Abstract:
BACKGROUND: Several studies have identified associations between some of circulating inflammatory cytokines and gestational diabetes mellitus (GDM). However, the causal role of these associations remains unclear and unsystematic. We aimed to provide evidence for the causal relationships between circulating inflammatory cytokines and gestational diabetes mellitus.
METHODS: We performed bidirectional two-sample Mendelian randomization (2SMR) to investigate the causal connection between circulating inflammatory cytokines and gestational diabetes mellitus. Publicly accessible data for circulating inflammatory cytokines (8,293 individuals) and gestational diabetes mellitus (123,579 individuals) were obtained from genome-wide association study (GWAS).
RESULTS: Only one causal association was identified between circulating inflammatory cytokines and GDM. The inverse variance weighting (IVW) method showed that macrophage migration inhibitory factor (MIF) increased the risk of GDM (OR 1.162, 95%CI 1.044,1.293). Moreover, two causal associations were detected between GDM and circulating inflammatory cytokines. GDM was negatively correlated with interferon gamma-induced protein 10 (IP10) (Beta -0.129, 95%CI -0.236,-0.231) and interleukin-18 (IL18) (Beta -0.133, 95%CI -0.241,-0.026).
CONCLUSIONS: Mendelian randomization study revealed MIF as a risk factor for gestational diabetes mellitus. This finding offers a new and valuable insight into the pathophysiological mechanisms underlying GDM.
METHODS: We performed bidirectional two-sample Mendelian randomization (2SMR) to investigate the causal connection between circulating inflammatory cytokines and gestational diabetes mellitus. Publicly accessible data for circulating inflammatory cytokines (8,293 individuals) and gestational diabetes mellitus (123,579 individuals) were obtained from genome-wide association study (GWAS).
RESULTS: Only one causal association was identified between circulating inflammatory cytokines and GDM. The inverse variance weighting (IVW) method showed that macrophage migration inhibitory factor (MIF) increased the risk of GDM (OR 1.162, 95%CI 1.044,1.293). Moreover, two causal associations were detected between GDM and circulating inflammatory cytokines. GDM was negatively correlated with interferon gamma-induced protein 10 (IP10) (Beta -0.129, 95%CI -0.236,-0.231) and interleukin-18 (IL18) (Beta -0.133, 95%CI -0.241,-0.026).
CONCLUSIONS: Mendelian randomization study revealed MIF as a risk factor for gestational diabetes mellitus. This finding offers a new and valuable insight into the pathophysiological mechanisms underlying GDM.
摘要:
背景:一些研究已经确定了一些循环炎症细胞因子与妊娠期糖尿病(GDM)之间的关联。然而,这些关联的因果作用仍不清楚且非系统.我们旨在为循环炎性细胞因子与妊娠期糖尿病之间的因果关系提供证据。

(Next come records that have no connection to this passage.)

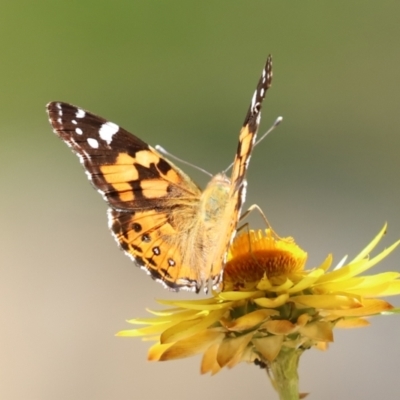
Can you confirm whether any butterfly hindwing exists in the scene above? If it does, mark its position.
[47,56,272,292]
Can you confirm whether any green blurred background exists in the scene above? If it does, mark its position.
[0,0,400,400]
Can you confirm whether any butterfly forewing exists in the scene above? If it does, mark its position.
[208,56,272,281]
[47,57,272,292]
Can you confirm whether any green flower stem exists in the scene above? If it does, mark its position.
[268,347,303,400]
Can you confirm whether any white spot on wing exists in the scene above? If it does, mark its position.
[75,108,86,118]
[99,122,119,144]
[87,138,99,149]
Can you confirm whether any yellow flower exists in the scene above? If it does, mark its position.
[118,225,400,374]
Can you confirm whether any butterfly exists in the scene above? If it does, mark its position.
[47,56,272,293]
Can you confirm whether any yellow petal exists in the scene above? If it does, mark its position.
[299,321,333,342]
[330,299,393,317]
[160,310,226,343]
[318,254,332,271]
[217,332,253,367]
[218,291,264,301]
[350,240,400,275]
[253,293,289,308]
[335,318,370,328]
[200,343,221,375]
[127,309,208,325]
[290,294,360,310]
[157,297,232,311]
[160,330,225,361]
[349,223,387,264]
[147,343,172,361]
[260,319,298,335]
[116,322,175,337]
[224,310,271,332]
[380,281,400,296]
[288,269,324,293]
[252,335,283,361]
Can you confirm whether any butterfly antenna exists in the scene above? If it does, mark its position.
[224,117,283,174]
[155,144,213,178]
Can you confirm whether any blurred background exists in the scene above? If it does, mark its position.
[0,0,400,400]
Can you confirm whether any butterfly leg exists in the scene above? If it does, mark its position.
[238,204,271,227]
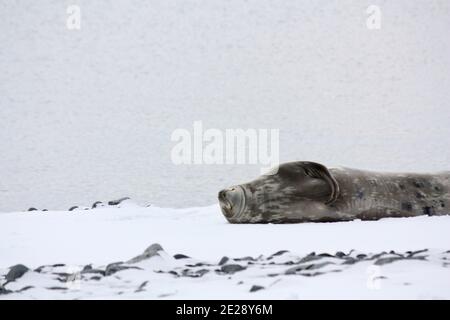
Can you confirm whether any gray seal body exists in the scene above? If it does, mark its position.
[219,161,450,223]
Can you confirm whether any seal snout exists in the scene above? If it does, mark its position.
[219,186,245,218]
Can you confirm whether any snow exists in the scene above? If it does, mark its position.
[0,201,450,299]
[0,0,450,212]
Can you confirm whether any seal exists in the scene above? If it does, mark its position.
[219,161,450,223]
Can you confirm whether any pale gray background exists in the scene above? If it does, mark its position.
[0,0,450,211]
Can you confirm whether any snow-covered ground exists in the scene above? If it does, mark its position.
[0,201,450,299]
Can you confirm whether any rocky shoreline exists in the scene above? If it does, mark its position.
[0,243,450,299]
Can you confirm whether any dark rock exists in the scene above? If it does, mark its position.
[406,249,428,258]
[47,287,68,291]
[374,257,403,266]
[81,264,92,273]
[81,265,105,276]
[318,253,334,258]
[298,252,323,263]
[182,269,209,278]
[302,272,324,277]
[135,281,148,292]
[52,263,66,268]
[108,197,130,206]
[5,264,29,282]
[250,285,265,292]
[186,262,211,268]
[234,257,256,261]
[33,266,46,273]
[285,261,334,274]
[0,284,12,296]
[127,243,164,263]
[220,264,247,274]
[271,250,289,257]
[16,286,34,292]
[173,253,190,260]
[342,257,358,264]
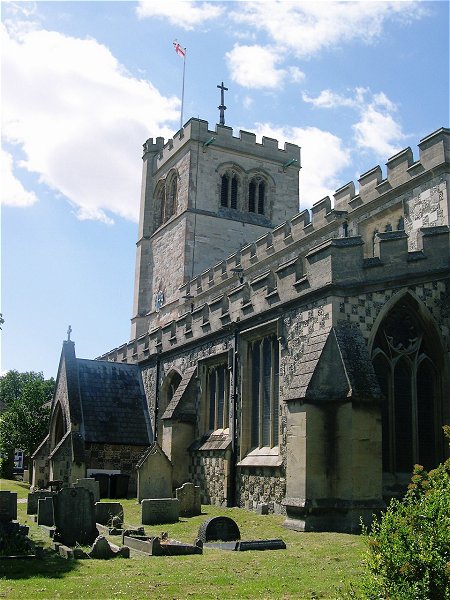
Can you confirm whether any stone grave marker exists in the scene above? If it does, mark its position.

方法:我们进行了双向双样本孟德尔随机化(2SMR),以研究循环炎性细胞因子与妊娠期糖尿病之间的因果关系。循环炎症细胞因子(8,293名个体)和妊娠糖尿病(123,579名个体)的公开数据来自全基因组关联研究(GWAS)。
结果:在循环炎性细胞因子和GDM之间仅发现一种因果关系。方差反加权(IVW)方法显示巨噬细胞移动抑制因子(MIF)增加GDM的风险(OR1.162,95CI1.044,1.293)。此外,在GDM和循环炎性细胞因子之间检测到两个因果关系.GDM与干扰素γ诱导蛋白10(IP10)(β-0.129,95CI-0.236,-0.231)和白细胞介素18(IL18)(β-0.133,95CI-0.241,-0.026)呈负相关。
结论:孟德尔随机研究显示MIF是妊娠期糖尿病的危险因素。这一发现为GDM的病理生理机制提供了新的有价值的见解。
方法:我们进行了双向双样本孟德尔随机化(2SMR),以研究循环炎性细胞因子与妊娠期糖尿病之间的因果关系。循环炎症细胞因子(8,293名个体)和妊娠糖尿病(123,579名个体)的公开数据来自全基因组关联研究(GWAS)。
结果:在循环炎性细胞因子和GDM之间仅发现一种因果关系。方差反加权(IVW)方法显示巨噬细胞移动抑制因子(MIF)增加GDM的风险(OR1.162,95CI1.044,1.293)。此外,在GDM和循环炎性细胞因子之间检测到两个因果关系.GDM与干扰素γ诱导蛋白10(IP10)(β-0.129,95CI-0.236,-0.231)和白细胞介素18(IL18)(β-0.133,95CI-0.241,-0.026)呈负相关。
结论:孟德尔随机研究显示MIF是妊娠期糖尿病的危险因素。这一发现为GDM的病理生理机制提供了新的有价值的见解。